Hoy, un día después de su salida del país oceánico, sede del Australian Open, el primer Grand Slam de la temporada, en Francia ya avisaron que es inminente la salida de una ley que establece la obligatoriedad de contar con un pase sanitario, que se logra con la vacunación completa.

La información fue confirmada por la ministra de Deportes, Roxana Maracineanu: "Desde que se promulgue la ley, será obligatorio el pasaporte sanitario para el conjunto de los espectadores, de los practicantes y de los profesionales franceses o extranjeros".

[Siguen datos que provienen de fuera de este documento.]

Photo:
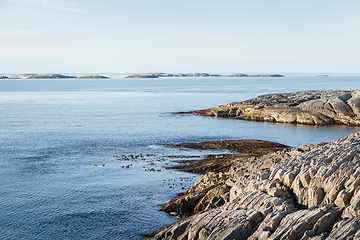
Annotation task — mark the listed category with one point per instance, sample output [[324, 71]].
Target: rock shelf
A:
[[306, 107], [308, 192]]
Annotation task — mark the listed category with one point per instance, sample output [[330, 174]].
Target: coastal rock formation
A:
[[157, 75], [51, 76], [306, 107], [310, 192], [93, 77]]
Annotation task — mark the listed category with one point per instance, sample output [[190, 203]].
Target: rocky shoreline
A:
[[52, 76], [157, 75], [307, 192], [306, 107]]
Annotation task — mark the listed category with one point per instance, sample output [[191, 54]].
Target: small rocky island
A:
[[60, 76], [306, 107], [157, 75]]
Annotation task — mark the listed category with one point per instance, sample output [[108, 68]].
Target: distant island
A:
[[157, 75], [51, 76]]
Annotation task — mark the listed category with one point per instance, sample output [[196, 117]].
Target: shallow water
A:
[[60, 142]]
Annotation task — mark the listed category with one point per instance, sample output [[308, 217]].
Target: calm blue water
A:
[[59, 141]]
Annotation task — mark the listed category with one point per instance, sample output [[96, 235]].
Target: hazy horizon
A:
[[53, 36]]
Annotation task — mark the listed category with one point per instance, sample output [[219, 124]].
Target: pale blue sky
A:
[[257, 36]]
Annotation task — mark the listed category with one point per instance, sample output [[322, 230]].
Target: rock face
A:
[[306, 107], [311, 192]]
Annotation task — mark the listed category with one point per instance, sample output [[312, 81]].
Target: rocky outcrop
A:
[[310, 192], [93, 77], [157, 75], [306, 107], [52, 76]]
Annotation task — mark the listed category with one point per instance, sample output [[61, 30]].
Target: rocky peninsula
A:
[[305, 107], [60, 76], [157, 75], [307, 192]]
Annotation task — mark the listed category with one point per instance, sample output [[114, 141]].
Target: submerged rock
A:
[[306, 107]]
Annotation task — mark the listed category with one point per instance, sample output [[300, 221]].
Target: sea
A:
[[86, 158]]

De esta forma, si Djokovic se mantiene en su postura habrá un nuevo escándalo en puerta y seguirá resignando la chance de romper el récord de 20 títulos de Grand Slam, que hoy comparte con el español Rafael Nadal y el suizo Roger Federer.

El escándalo en Australia

Djokovic viajó el 5 de enero a Melbourne con una exención médica por no estar vacunado y haber superado la covid-19 en diciembre, aunque a su llegada las autoridades de Inmigración le cancelaron el visado y lo detuvieron hasta su liberación el pasado lunes por una orden judicial al considerar que no fue tratado con "equidad".

El ministro australiano volvió a anular el viernes el permiso de entrada del balcánico al considerar que su presencia suponía un riesgo para el orden y podría avisar el sentimiento de los antivacunas.

El deportista fue detenido el sábado en un hotel por segunda vez previo a la vista celebrada ayer donde los jueces desestimaron la apelación de Djokovic contra la decisión gubernamental y decretaron su deportación.